Case Report | Volume 8 | Issue 6 | JOCR November – December 2018 | Page 13-15| Konstantinos Papageorgiou, Peter Goodwin, John Travlos, Asterios Dramis. DOI: 10.13107/jocr.2250-0685.1236
Authors: Konstantinos Papageorgiou, Peter Goodwin, John Travlos, Asterios Dramis
Department of Trauma and Orthopaedics, The Royal Wolverhampton Hospitals NHS Trust, New Cross Hospital, Wolverhampton, WV10 0QP, UK,
Medical Student, Warwick Medical School, University of Warwick, Coventry CV4 7AL, UK,
Department of Trauma and Orthopaedics, George Eliot Hospital NHS Trust, Nuneaton, CV10 7DJ, UK.
Address of Correspondence:
Dr. Asterios Dramis,
38 Pakenham Road, Birmingham, B15 2NE, UK.
Introduction: Soft tissue sarcomas are rare tumors that often present with pain, increasing size and a location deep to the fascia. If they do not present with the aforementioned symptoms and signs, delayed diagnosis can occur.
Case Report: We present an unusual case of a 51-year-old patient who presented with clinical features of a benign mass of the lower limb that turned out to be a soft tissue sarcoma – a leiomyosarcoma.
Conclusion: Medical practitioners must consider the possibility of soft tissue sarcoma in patients that present with a benign looking mass. Diagnostic imaging can be inconclusive on these cases and definite diagnosis is made on histological examination. Treatment includes surgery and radiotherapy.

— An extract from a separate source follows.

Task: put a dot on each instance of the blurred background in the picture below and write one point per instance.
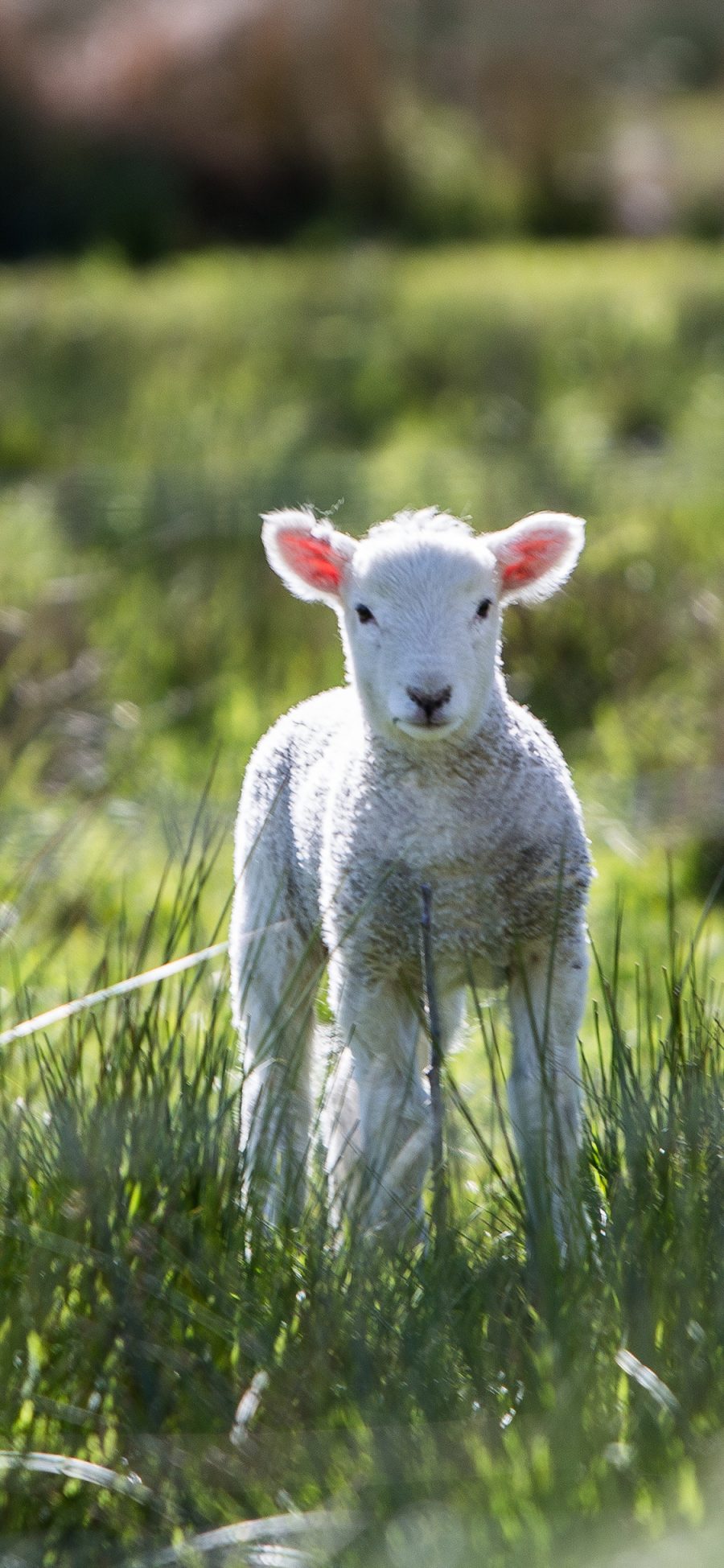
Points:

Keywords: Leiomyosarcoma, Lower limb, Soft tissue.
Most soft tissue sarcomas present with features of a large and painful mass, which is increasing in size and have a location which is deep to fascia. There are soft tissue sarcomas though that present with clinical features of a benign tumor such as slow growth, painless, and superficial locality. Park et al.  presented a series of 18 cases where patients presented with a superficial mass of a limb whose misleading clinical features led to a delayed diagnosis of a soft tissue sarcoma. We present an interesting case where a mass in a lower limb with benign clinical features was later diagnosed as a soft tissue sarcoma.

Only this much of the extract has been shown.